Today you can watch much of the world praise the life and mourn the death of former South African President anti-apartheid leader Nelson Mandela. Scores of U.S. leaders and political pundits with platforms to reach millions of Americans are expressing admiration for Mandela today, but I have barely seen a single acknowledgement of the fact that the U.S. strongly opposed Mandela’s struggle and strongly supported the white supremacist apartheid system in South Africa. There has been almost no mention in the mainstream that Mandela remained on the U.S.’s terrorism watch list until 2008. Mandela spent 27 years in prison, thanks in part to the CIA assisting the apartheid regime’s secret police in his arrest.
This white-washing mostly occurs on television. Cable news is especially vapid. There are a few exceptions in print/digital media. One comes from Peter Beinhart:
In the 1980s, Ronald Reagan placed Mandela’s African National Congress on America’s official list of “terrorist” groups. In 1985, then-Congressman Dick Cheney voted againsta resolution urging that he be released from jail. In 2004, after Mandela criticized the Iraq War, an article in National Review said his “vicious anti-Americanism and support for Saddam Hussein should come as no surprise, given his longstanding dedication to communism and praise for terrorists.” As late as 2008, the ANC remained on America’s terrorism watch list, thus requiring the 89-year-old Mandela to receive a special waiver from the secretary of State to visit the U.S.

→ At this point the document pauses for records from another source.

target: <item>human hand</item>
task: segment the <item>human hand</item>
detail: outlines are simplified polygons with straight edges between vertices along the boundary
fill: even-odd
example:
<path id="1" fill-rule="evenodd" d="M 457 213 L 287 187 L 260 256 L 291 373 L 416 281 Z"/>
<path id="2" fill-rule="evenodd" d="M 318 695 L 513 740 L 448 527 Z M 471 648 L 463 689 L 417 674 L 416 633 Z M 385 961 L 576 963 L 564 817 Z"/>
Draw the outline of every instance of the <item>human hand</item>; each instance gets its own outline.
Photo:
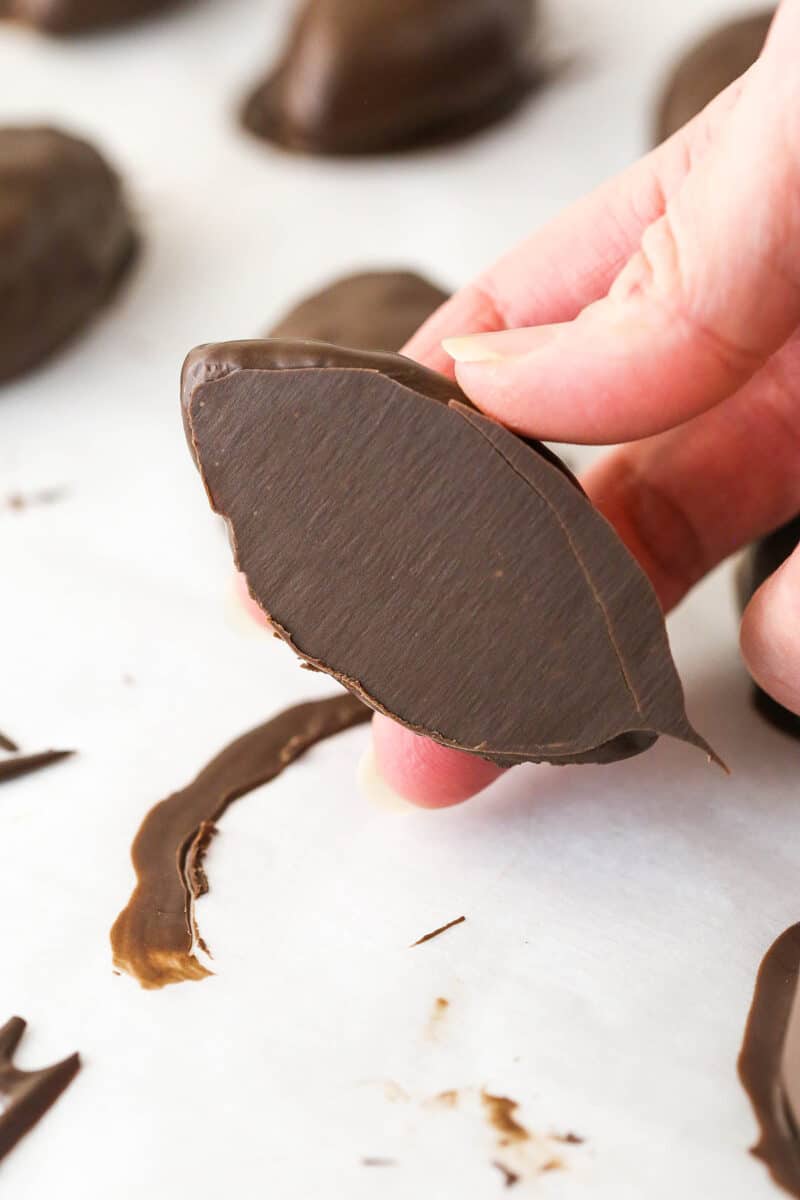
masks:
<path id="1" fill-rule="evenodd" d="M 785 0 L 750 71 L 405 351 L 520 433 L 627 443 L 582 482 L 665 610 L 800 511 L 798 49 L 800 0 Z M 749 604 L 741 646 L 800 712 L 800 550 Z M 427 807 L 499 774 L 380 715 L 373 735 L 380 774 Z"/>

…In South Africa, for decades, American presidents backed apartheid in the name of anti-communism. Indeed, the language of the Cold War proved so morally corrupting that in 1981, Reagan, without irony, called South Africa’s monstrous regime “essential to the free world.”
Believe it or not, there is an aspect of this hypocritical praise of Mandela that is mentioned even less than the media coverage of his passing. That is the uncomfortable similarity that Israel’s occupation of Palestine now has with the apartheid regime in South Africa.